Electric Dreams is a project of Dumbshow Theatre Company, founded by graduates of Warwick's Department of English. The project is inspired by the ideas in Naomi Klein's The Shock Doctrine, winner of the first Warwick Prize for Writing in 2010. It is a story about shock – physical, economic and political – and the ways in which shock has come to be routinely exploited as an opportunity for neoliberal structural adjustment. As part of a two-week residency at Warwick, company members developed a script for the show in tandem with the English module States of Damage: C21 US Writing and Culture, which features Klein's text on its syllabus, as well as gathering information and hosting activities with staff and students from across the university. With Electric Dreams Dumbshow aimed to articulate a complex 50-year history in theatrical form, spanning CIA-funded mind-control experiments, the war in Iraq and the current destruction of the welfare state. The piece asks: In today's political climate, are stories told to wake us up, or to send us to sleep?
As part of their preparation for the show, Dumbshow led open rehearsals, a theatre workshop on adaptation and an interdisciplinary roundtable discussion on neoliberalism in theory and practice, inviting participants from the Politics, Economics, Sociology and English departments.
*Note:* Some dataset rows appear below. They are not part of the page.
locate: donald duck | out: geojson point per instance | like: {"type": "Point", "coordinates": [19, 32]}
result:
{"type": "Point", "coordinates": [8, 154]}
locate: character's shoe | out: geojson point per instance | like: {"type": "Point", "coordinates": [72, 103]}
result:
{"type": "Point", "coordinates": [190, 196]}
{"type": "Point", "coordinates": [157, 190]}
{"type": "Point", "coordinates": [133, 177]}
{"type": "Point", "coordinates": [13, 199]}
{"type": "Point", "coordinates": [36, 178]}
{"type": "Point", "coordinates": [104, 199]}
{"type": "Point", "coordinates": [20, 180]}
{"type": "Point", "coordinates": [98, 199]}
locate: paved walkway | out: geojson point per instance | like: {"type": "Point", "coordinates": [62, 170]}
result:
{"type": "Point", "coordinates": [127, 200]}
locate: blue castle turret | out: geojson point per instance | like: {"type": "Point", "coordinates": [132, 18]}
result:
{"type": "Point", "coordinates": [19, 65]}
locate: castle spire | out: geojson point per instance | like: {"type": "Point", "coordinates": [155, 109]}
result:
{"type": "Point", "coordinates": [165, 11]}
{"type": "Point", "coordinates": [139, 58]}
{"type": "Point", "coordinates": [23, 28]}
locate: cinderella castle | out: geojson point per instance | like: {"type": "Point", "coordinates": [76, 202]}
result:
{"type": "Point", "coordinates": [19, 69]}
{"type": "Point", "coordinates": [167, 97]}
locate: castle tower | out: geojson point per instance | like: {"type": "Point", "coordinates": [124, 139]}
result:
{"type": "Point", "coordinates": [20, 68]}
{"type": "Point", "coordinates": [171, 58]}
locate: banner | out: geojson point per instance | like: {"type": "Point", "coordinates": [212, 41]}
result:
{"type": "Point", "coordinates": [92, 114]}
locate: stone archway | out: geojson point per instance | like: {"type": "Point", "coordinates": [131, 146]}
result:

The residency closed with a performance of the work in progress before an audience drawn from several departments in the Arts and Social Science faculties. Future plans for this work include performances at Camden People's Theatre, the Edinburgh Fringe and Warwick Arts Centre.
Nick Lawrence teaches American studies, world literature and critical theory in the Department of English & Comparative Literary Studies.